The first day was relatively laid back in terms of food experimentation as I made my way to my friend Ravi’s flat in the notoriously rough but currently trendy East End of London around Bow Road. This area was also known for its Cockney subculture and signature accent which has been made famous in popular culture through plays like Pygmalion, or through the award winning actor, Michael Caine. Unfortunately, the neighborhood’s traditional pickled whelks and jellied eels were a bit hard to find, so I instead tried some of Ravi’s home cooking which was wonderful. He made me a vegetarian shepherd’s pie that seemed to consist of tomato sauce, lentils, beans, carrots, peppers, potatoes, and cheese on top. It was filling, spicy, and savory which made my taste buds happy since I normally don’t go for vegetarian fare.

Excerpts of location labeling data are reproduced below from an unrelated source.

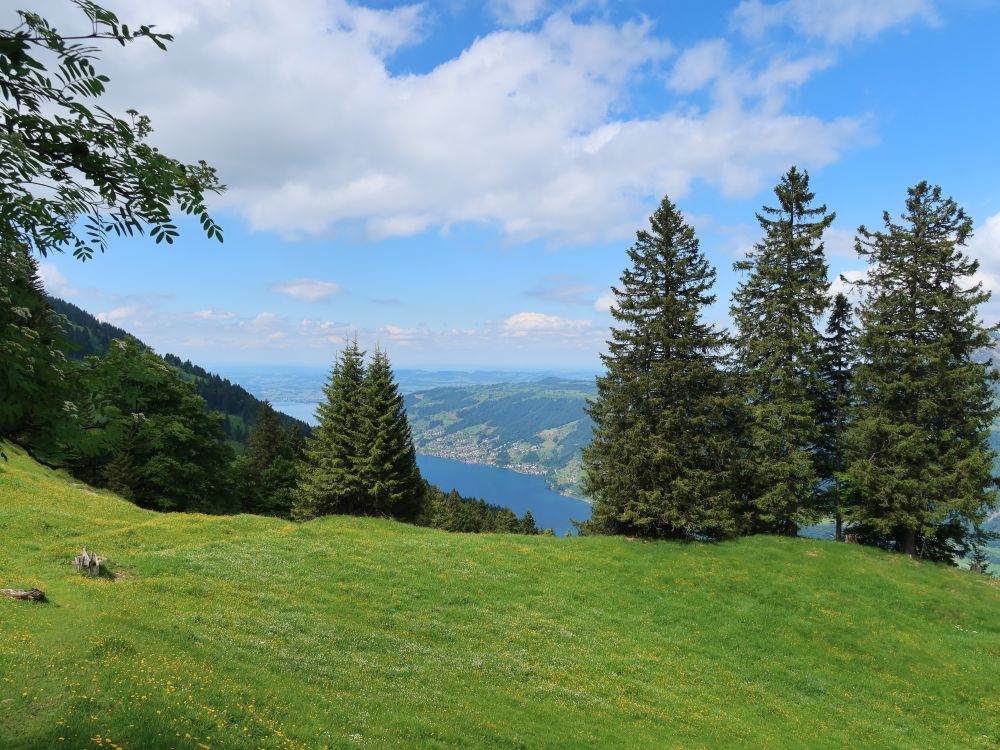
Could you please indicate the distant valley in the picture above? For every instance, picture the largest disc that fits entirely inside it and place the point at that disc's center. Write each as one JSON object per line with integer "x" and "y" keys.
{"x": 533, "y": 428}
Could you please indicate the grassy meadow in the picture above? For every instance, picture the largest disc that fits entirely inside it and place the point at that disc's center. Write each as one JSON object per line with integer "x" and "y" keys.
{"x": 245, "y": 632}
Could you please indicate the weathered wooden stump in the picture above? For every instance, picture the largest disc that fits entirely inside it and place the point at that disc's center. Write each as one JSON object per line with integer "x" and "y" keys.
{"x": 88, "y": 562}
{"x": 30, "y": 595}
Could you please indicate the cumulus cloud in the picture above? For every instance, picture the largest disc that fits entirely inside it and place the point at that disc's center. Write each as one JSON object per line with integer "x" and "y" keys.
{"x": 605, "y": 302}
{"x": 54, "y": 281}
{"x": 211, "y": 314}
{"x": 517, "y": 12}
{"x": 836, "y": 23}
{"x": 525, "y": 323}
{"x": 985, "y": 247}
{"x": 524, "y": 130}
{"x": 308, "y": 290}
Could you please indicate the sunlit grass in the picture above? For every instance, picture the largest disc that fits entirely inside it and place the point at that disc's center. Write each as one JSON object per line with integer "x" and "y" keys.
{"x": 244, "y": 632}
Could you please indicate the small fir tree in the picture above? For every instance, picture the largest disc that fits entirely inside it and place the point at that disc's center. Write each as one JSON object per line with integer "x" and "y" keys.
{"x": 267, "y": 473}
{"x": 329, "y": 477}
{"x": 918, "y": 446}
{"x": 776, "y": 311}
{"x": 660, "y": 462}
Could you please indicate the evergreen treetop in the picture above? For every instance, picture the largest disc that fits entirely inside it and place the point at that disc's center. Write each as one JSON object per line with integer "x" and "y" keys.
{"x": 776, "y": 310}
{"x": 657, "y": 465}
{"x": 388, "y": 462}
{"x": 919, "y": 445}
{"x": 330, "y": 480}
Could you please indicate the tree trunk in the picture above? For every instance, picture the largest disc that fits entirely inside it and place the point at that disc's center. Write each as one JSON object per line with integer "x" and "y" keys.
{"x": 906, "y": 542}
{"x": 31, "y": 595}
{"x": 838, "y": 531}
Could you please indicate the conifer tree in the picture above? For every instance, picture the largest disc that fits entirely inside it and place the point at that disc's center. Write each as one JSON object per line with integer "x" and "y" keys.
{"x": 836, "y": 364}
{"x": 330, "y": 480}
{"x": 388, "y": 462}
{"x": 776, "y": 311}
{"x": 267, "y": 472}
{"x": 919, "y": 449}
{"x": 659, "y": 462}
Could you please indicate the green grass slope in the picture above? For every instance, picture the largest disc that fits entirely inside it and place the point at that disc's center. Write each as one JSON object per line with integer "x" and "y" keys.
{"x": 244, "y": 632}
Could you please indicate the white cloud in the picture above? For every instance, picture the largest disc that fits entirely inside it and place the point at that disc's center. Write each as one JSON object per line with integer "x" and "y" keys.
{"x": 517, "y": 12}
{"x": 54, "y": 281}
{"x": 605, "y": 302}
{"x": 523, "y": 130}
{"x": 836, "y": 23}
{"x": 308, "y": 290}
{"x": 211, "y": 314}
{"x": 525, "y": 323}
{"x": 985, "y": 247}
{"x": 700, "y": 65}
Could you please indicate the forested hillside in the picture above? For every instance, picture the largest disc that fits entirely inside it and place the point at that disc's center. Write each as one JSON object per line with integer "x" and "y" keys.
{"x": 535, "y": 428}
{"x": 89, "y": 336}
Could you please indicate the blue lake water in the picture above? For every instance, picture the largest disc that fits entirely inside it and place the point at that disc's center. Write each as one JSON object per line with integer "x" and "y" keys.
{"x": 519, "y": 492}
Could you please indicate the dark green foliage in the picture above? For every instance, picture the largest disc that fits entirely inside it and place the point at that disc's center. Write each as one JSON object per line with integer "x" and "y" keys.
{"x": 33, "y": 372}
{"x": 918, "y": 446}
{"x": 776, "y": 310}
{"x": 73, "y": 173}
{"x": 452, "y": 512}
{"x": 833, "y": 405}
{"x": 387, "y": 461}
{"x": 660, "y": 463}
{"x": 144, "y": 432}
{"x": 86, "y": 336}
{"x": 330, "y": 480}
{"x": 267, "y": 473}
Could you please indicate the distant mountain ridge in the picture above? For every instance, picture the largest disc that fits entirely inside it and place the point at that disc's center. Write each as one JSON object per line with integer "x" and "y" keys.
{"x": 89, "y": 336}
{"x": 535, "y": 427}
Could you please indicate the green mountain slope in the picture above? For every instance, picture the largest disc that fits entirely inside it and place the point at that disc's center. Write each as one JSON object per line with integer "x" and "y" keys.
{"x": 246, "y": 632}
{"x": 89, "y": 336}
{"x": 535, "y": 428}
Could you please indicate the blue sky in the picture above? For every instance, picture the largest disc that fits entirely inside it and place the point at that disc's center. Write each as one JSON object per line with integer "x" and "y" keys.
{"x": 458, "y": 182}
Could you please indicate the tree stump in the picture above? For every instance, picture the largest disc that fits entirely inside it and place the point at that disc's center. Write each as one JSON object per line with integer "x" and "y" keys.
{"x": 88, "y": 562}
{"x": 30, "y": 595}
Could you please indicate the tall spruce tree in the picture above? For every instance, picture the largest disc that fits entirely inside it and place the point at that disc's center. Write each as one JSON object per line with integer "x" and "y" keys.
{"x": 919, "y": 449}
{"x": 388, "y": 463}
{"x": 659, "y": 462}
{"x": 836, "y": 365}
{"x": 776, "y": 310}
{"x": 329, "y": 479}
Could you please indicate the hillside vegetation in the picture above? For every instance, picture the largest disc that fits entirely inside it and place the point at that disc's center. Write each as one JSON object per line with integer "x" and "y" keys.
{"x": 247, "y": 632}
{"x": 87, "y": 336}
{"x": 535, "y": 428}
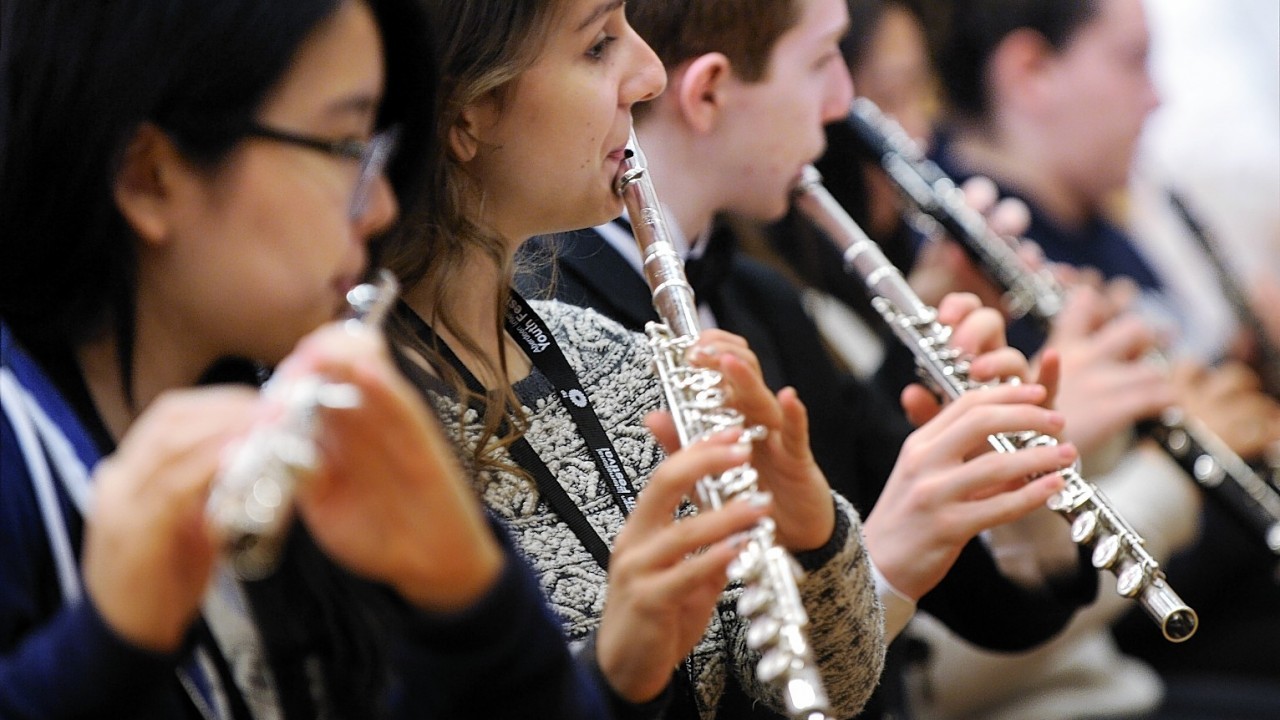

However, the funnier part of the meal was the drink I had. When I first arrived at his apartment, he asked me if I wanted something to drink like water, tea, or squash…squash? I assumed he meant that he would take out some butternut squash and turn them into juice, so I opted for water. Dinnertime rolled around, and he offered me this mystery squash to drink again. So, I decided to give it a go. He proceeded to bring out what looked like a big bottle of fruit juice. He then poured a small amount into my glass and filled the rest up with water. It tasted just like it advertised as a soft blend of strawberry and kiwi. Turns out the actual squash is just a fruit concentrate with no gourds involved. Hooray for regional dialects! Then for dessert, I had another cultural clash as Ravi’s roommate, Jaime, offered me a Milky Way bar. I love Milky Way bars in the US, so I gratefully accepted it.
After I bit into it, I was a bit taken aback by the contents since it lacked the caramel present in American Milky Way bars. Instead, it was like a 3 Musketeers bar since there was only chewy nougat enveloped in chocolate. Either way, it was a fitting end to a delicious meal.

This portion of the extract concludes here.